2.4 Basics of the ER model
Entity Relationship (ER) modeling
• Is a graphical representation of the database system
• Supports the user's perception (responsiveness) of the data
• Is composed of Entities, Attributes, And Relationships
2.4.1 Entities
• An entity is any object in the system that we want to model and store information about
• Individual objects are called entities
• Groups of the same type of objects are called entity types or entity sets
• Entities are represented by rectangles (either with round or square corners)

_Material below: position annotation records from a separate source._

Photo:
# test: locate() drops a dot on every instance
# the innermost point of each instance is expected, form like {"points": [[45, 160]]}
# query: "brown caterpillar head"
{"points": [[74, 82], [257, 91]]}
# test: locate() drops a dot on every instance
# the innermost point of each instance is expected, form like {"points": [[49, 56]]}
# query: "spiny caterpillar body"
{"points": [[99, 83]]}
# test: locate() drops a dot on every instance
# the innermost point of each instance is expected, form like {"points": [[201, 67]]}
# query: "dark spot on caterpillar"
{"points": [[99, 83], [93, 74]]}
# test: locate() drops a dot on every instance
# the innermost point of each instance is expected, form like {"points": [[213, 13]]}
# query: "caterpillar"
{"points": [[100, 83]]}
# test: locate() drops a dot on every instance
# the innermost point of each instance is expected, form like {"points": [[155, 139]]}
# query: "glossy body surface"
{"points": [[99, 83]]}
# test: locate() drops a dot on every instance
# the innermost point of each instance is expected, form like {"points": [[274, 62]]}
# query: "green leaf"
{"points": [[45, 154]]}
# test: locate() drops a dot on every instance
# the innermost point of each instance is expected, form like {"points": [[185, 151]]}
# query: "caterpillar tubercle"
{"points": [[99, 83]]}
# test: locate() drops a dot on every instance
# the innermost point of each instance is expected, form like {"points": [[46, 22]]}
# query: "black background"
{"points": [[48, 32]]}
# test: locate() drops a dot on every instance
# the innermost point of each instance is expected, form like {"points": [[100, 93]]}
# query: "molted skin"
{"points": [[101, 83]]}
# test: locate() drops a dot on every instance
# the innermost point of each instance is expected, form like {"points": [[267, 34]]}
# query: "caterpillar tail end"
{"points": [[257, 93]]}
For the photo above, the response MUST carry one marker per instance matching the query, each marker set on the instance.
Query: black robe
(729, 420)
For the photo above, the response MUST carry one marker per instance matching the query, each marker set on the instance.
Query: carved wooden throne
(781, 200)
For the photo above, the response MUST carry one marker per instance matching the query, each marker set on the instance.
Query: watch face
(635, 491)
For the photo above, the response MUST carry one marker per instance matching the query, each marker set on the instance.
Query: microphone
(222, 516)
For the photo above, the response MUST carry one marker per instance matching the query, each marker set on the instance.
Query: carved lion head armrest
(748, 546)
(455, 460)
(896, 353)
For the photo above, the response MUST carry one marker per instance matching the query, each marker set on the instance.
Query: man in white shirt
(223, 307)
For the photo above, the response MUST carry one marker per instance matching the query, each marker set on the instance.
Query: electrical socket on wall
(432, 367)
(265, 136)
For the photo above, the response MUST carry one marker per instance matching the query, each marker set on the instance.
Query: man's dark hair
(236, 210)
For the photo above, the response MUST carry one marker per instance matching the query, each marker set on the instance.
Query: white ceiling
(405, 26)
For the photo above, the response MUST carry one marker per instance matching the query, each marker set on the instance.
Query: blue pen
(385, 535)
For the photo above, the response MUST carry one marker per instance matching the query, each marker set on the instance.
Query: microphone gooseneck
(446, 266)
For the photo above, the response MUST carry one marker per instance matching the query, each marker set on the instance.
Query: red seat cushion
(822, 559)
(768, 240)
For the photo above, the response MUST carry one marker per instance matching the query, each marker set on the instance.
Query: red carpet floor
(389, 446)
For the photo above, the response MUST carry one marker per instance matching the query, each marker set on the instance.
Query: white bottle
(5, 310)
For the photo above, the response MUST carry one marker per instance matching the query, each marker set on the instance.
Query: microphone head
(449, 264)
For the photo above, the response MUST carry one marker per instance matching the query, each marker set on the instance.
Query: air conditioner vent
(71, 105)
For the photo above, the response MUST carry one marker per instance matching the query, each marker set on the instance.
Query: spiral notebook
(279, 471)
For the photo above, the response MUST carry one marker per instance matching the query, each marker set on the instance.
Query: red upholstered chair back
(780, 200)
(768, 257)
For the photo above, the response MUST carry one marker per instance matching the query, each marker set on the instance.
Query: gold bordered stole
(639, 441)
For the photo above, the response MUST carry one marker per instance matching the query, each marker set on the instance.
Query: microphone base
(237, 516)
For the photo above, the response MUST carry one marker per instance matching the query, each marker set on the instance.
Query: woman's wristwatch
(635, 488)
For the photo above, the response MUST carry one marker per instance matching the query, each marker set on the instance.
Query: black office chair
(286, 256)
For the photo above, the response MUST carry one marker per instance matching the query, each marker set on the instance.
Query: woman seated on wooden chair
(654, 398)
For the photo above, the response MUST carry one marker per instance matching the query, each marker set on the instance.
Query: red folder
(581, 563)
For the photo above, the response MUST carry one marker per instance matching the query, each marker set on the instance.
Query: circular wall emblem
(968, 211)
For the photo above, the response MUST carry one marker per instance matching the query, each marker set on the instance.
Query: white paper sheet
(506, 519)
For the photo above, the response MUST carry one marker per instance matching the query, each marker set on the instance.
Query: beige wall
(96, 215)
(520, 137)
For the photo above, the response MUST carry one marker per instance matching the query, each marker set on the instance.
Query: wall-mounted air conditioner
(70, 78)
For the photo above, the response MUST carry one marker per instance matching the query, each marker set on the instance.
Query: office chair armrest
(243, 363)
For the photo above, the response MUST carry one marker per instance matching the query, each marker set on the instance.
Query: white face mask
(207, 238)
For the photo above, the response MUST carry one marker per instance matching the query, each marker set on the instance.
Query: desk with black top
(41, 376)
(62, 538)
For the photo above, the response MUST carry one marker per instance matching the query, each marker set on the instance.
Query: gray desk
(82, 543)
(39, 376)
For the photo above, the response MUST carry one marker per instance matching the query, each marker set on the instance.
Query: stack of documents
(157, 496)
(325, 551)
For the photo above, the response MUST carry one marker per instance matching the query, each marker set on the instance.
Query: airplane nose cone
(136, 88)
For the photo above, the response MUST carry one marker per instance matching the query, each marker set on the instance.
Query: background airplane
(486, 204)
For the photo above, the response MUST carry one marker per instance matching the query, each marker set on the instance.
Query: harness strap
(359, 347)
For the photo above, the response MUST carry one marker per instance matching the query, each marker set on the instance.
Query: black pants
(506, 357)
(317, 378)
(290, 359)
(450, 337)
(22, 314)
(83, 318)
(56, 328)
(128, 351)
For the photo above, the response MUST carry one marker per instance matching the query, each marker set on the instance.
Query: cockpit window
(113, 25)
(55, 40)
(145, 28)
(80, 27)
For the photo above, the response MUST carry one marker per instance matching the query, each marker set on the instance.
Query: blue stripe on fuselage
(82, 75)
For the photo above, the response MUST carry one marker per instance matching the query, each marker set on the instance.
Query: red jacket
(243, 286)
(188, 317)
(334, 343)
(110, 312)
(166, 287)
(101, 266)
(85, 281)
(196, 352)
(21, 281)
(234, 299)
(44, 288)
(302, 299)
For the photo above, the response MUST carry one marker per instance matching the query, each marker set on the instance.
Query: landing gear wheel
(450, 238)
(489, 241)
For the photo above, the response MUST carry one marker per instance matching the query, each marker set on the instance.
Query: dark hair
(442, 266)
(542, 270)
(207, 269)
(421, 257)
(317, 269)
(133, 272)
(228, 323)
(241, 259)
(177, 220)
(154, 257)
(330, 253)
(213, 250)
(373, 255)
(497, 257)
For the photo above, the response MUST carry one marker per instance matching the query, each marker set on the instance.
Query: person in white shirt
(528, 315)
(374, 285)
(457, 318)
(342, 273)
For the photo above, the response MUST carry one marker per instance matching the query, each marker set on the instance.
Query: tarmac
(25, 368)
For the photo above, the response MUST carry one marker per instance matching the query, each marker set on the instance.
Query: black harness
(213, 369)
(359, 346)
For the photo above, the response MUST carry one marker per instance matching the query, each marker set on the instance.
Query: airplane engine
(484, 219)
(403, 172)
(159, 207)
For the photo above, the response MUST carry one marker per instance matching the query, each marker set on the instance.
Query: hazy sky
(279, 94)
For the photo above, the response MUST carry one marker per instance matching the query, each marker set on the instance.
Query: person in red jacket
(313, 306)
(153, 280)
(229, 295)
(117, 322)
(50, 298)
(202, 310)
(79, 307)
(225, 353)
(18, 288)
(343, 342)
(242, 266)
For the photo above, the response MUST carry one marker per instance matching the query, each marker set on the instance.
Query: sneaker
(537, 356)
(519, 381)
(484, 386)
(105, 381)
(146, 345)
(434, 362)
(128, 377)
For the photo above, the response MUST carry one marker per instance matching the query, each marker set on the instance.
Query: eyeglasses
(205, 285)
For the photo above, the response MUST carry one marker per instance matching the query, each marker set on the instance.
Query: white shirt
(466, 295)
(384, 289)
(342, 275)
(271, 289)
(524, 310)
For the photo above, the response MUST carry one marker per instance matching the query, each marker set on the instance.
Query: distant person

Figure2.3: Entities in this entities is Lecturer
2.4.2 Attribute
• All the data relating to an entity is held in its attributes E.g. Lecturer Name, Address, Office No.
Attributes can be:
• simple or composite
• single-valued or multi-valued
• Attributes can be shown on ER models
• They appear inside ovals and are attached to their entity.
• Note that entity types can have a large number of attributes... If all are shown then the diagrams would be confusing. Only show an attribute if it adds information to the ER diagram, or clarifies a point.

Figure2.4: In this case Attribute is “Name”
2.4.3 Keys
• A key is a data item (record) that allows us to uniquely identify entity
• A candidate key is an attribute or set of attributes that uniquely identifies an entity. E.g. Lecture Name, Address, Office No.
• An entity may have one or more possible candidate keys, the one which is selected is known as the primary key.
• A composite key is a candidate key that consists of two or more attributes
• The name of each primary key attribute is underlined.
2.4.4 Relationships
• A relationship type is a meaningful association between entities or entity types
• A relationship is an association of entities where the association includes one entity from each participating entity type.
• Relationship types are represented on the ER diagram.
• The relationship can be placed inside a diamond or by a series of lines.
For Example:. Managers Manage Employees:

Figure 2.5: Chen’s notation for relationships
• For this module, we will use an alternative notation, where the relationship is a label on the line. The meaning is identical

Figure2.6: Relationships used in this document

2.4.5 Degree of a Relationship
• The number of participating entities in a relationship is known as the degree of the relationship.
• If there are two entity types involved it is a binary relationship type


Figure 2.7: Binary Relationships
• If there are three entity types involved it is a ternary relationship type

Figure 2.8: Ternary relationship
• It is possible to have an n-ary relationship (e.g. quaternary or unary).
• Unary relationships are also known as a recursive relationship.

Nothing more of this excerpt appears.